Peggy Noonan wrote a piece about "The Crown" and "The Post." She has a patrician air and a schoolmarm pedantry but in this case she might be right.
She objects to several factual errors in both productions. Anthony Eden comes off much more nasty than naïve and there is a part where JFK has animosity towards his wife over her political success; neither are true. They do provide some drama, excusable in historical fiction, but the problem is  that such artificial and insincere drama is almost always an effort to provide motive where, in real life, there is none. And guilt where there is none.

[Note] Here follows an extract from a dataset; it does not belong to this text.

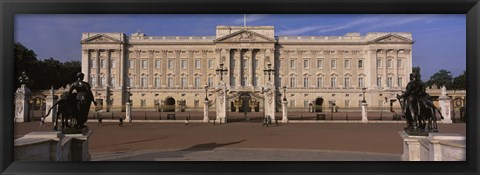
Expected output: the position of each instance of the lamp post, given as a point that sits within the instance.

Her take on "The Post" is probably more important and it is more than a simple slanting of personal character, "The Post" creates a story about the Pentagon Papers--which revealed the mendacity underlying the Viet Nam War that was created entirely by the U.S. Government--and the Washington Post' efforts to expose it. This was and is a very important story; the whole Viet Nam period scarred the younger generation and most will not recover. The story's opponent is President Richard Nixon. The problem is that The Pentagon Papers were published one year before Nixon was president and that his efforts to suppress them--which were real--did not benefit him.

Here is her comment:
"President Nixon is portrayed as the villain of the story. And that is the opposite of the truth. Nixon did not start the Vietnam War, he ended it. His administration was not even mentioned in the Pentagon Papers, which were finished before he took office.
When that dark, sad man tried to halt publication of the document, he was protecting not his own reputation but in effect those of others. Those others were his political adversaries—Lyndon Johnson and Ben Bradlee’s friend JFK—who the papers revealed had misled the public. If Nixon had been merely self-interested, he would have faked umbrage and done nothing to stop their publication. Even cleverer, he could have decried the leaking of government secrets while declaring and bowing to the public’s right to know. Instead, he did what he thought was the right thing—went to court to prevent the publication of secrets that might harm America’s diplomatic standing while it attempted to extricate itself from a war….His attempt to stop publication was wrong—the public did have a right to know. But he did what he thought was the responsible thing, and of course pays for it to this day.
Were the makers of “The Post” ignorant of all this? You might think so if it weren’t for the little coda they tag on to the end. Suddenly a movie about the Pentagon Papers is depicting the Watergate break-in, which would take place a year later. As if to say: OK, Nixon isn’t really the villain of our story, but he became a villain soon enough. It struck me not as a failed attempt at resolving a drama but an admission of a perpetrated injustice."

O.K., maybe historical fiction. But there seems to be a lot of that going around.


Those who control the past control the future, George Orwell said.